Si diverses solutions existent pour améliorer la santé et la sécurité des salariés (équipements, dispositifs d’accompagnement, formations…), il est essentiel d’impliquer les collaborateurs dans une démarche de prévention si l’on souhaite faire baisser la sinistralité, notamment routière. Car le comportement des conducteurs a un impact majeur sur la sinistralité de la flotte et donc sur le coût de l’assurance. En proposant des formations de conduite responsable aux chauffeurs et en communiquant sur les risques liés aux accidents, il est possible de réduire de manière significative le nombre de sinistres. Le respect des indications des constructeurs en matière de maintenance technique constitue aussi un prérequis indispensable. Et là encore, les collaborateurs jouent un rôle dans cette démarche. Alors que, selon une étude du spécialiste en gestion de flotte Traxall France, il apparaît que 85 % des véhicules de flottes d’entreprise roulent sous-gonflés. Et seuls 15 % des conducteurs vérifient la pression de leurs pneus tous les mois.
Des actions de formation et de sensibilisation, c’est ce qu’a initié leGroupe Blondel (02) chez qui trois principales causes d’accident du travail ressortent : les chutes de hauteurs (chauffeurs et caristes qui tombent en descendant ou en montant dans leurs camions/cabines), la manutention manuelle (port de charges) et les chutes de plain-pied (trou dans la chaussée, trottoir, morceau de palette, etc.). Objectif : « rappeler aux salariés qu’ils sont les principaux acteurs de leur santé », indiquent Laurie Holub, coordinatrice QHSE, et Moussa Touré, directeur HSE et conformité des infrastructures. Le Groupe Picard (31) a, par exemple, mis en place des flashs afin de sensibiliser l’ensemble du personnel sur les causes d’accidents les plus fréquentes : en octobre dernier notamment, avec la diffusion d’un flash sur le respect de la règle des trois appuis (un pied et deux mains ou deux pieds et une main).
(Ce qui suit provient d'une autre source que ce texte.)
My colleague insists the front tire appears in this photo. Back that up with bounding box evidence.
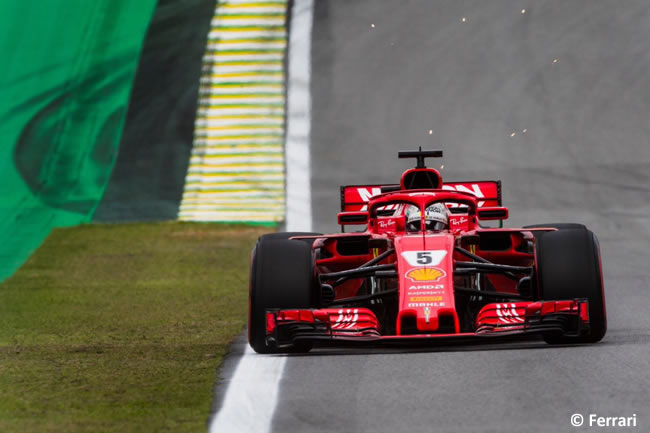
[248,233,314,353]
[536,225,607,344]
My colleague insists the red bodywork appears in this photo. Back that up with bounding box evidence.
[266,168,589,347]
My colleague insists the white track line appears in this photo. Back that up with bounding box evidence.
[210,345,287,433]
[205,0,314,433]
[284,0,314,232]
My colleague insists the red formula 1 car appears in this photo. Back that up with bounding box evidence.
[248,150,607,353]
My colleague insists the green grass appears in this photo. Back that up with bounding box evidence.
[0,223,270,432]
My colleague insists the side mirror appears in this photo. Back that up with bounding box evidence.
[476,207,508,221]
[337,211,368,226]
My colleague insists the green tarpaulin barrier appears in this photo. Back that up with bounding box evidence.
[0,0,156,280]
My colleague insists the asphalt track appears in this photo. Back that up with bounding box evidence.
[272,0,650,433]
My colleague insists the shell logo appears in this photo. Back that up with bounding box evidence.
[406,268,445,281]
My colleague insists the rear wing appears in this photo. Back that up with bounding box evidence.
[341,180,502,212]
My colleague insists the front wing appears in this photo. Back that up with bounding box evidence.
[266,299,589,348]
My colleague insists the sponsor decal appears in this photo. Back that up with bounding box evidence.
[332,308,359,329]
[406,268,446,282]
[496,304,524,325]
[406,302,445,308]
[409,290,445,296]
[409,284,445,290]
[402,250,447,266]
[409,296,442,302]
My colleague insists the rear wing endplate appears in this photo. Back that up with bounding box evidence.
[341,180,502,212]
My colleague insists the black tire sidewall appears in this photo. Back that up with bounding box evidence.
[248,234,313,353]
[536,225,607,343]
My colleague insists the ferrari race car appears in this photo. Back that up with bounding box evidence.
[248,149,607,353]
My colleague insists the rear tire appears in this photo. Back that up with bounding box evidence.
[248,233,314,353]
[536,228,607,344]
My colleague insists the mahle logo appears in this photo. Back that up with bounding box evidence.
[406,268,445,282]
À 600 kilomètres de là, le groupe breton Eonnet, qui a activé depuis 2021 un plan de prévention du risque routier moyennant une enveloppe annuelle de près de 300 000 euros (hors primes qualités), contre 100 000 euros au démarrage, s’appuie, quant à lui, sur trois formateurs internes pour sensibiliser les conducteurs et réduire les risques. Une équipe que Nicolas Didier souhaiterait étoffer. Depuis le 1er janvier dernier, chaque nouvel entrant a également accès à une série de vidéos e-learning qui abordent différents thèmes : constats, conseils les plus évidents en matière de manœuvre… « Si le taux d’ouverture est trop faible, c’est néanmoins un outil supplémentaire pour la prévention », est d’avis le responsable QHSE.
Mettre à disposition du matériel de manutention adapté pour éviter au maximum le port de charge manuel est aussi une piste à privilégier, comme le confirme le groupe Eonnet, qui a investi, en deux ans, 200 000 euros dans l’achat de transpalettes électriques. Et pour lutter contre la sinistralité routière, divers accessoires (freinage d’urgence, régulateur de vitesse adaptatif, alerte au franchissement de ligne, aide au maintien dans la voie, correcteur de trajectoire…) peuvent aussi être des atouts majeurs à la disposition des conducteurs.
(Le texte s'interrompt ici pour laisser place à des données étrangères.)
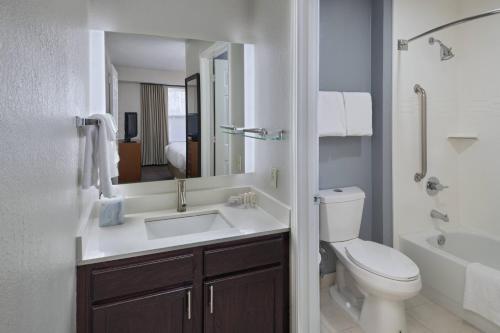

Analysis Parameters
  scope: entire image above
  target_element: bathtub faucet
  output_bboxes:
[431,209,450,222]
Les Transports Perbet (Saint-Étienne, 42), qui emploient 110 personnes, n’ont, quant à eux, pas hésité à investir dans des dashcams. Un dispositif déployé depuis trois ans. Ces caméras embarquées, incluses dans l’offre télématique de Samsara, sont aujourd’hui installées sur l’ensemble de la flotte (80 moteurs), à raison d’une caméra par véhicule. « Au départ, le but était de couvrir l’entreprise dans certains litiges d’assurance, car nous avions constaté que les angles morts étaient responsables, dans de nombreux cas, des accidents. Or, beaucoup de ces accrochages étaient dus à des véhicules qui nous forçaient le passage », explique l’exploitant Mathieu Orel. Si ces caméras ont l’avantage de fournir des éléments objectifs lorsqu’il faut constater un accident de la circulation, elles permettent aussi de renforcer la sécurité des chauffeurs, mais également de favoriser des bonnes pratiques de conduite. Ce qu’il confirme : « Le comportement des conducteurs a changé. Ils limitent désormais leurs ardeurs au volant. » Résultat : une réduction de la sinistralité de 20 % à 25 % et une consommation de gasoil en recul avec des économies à la clé.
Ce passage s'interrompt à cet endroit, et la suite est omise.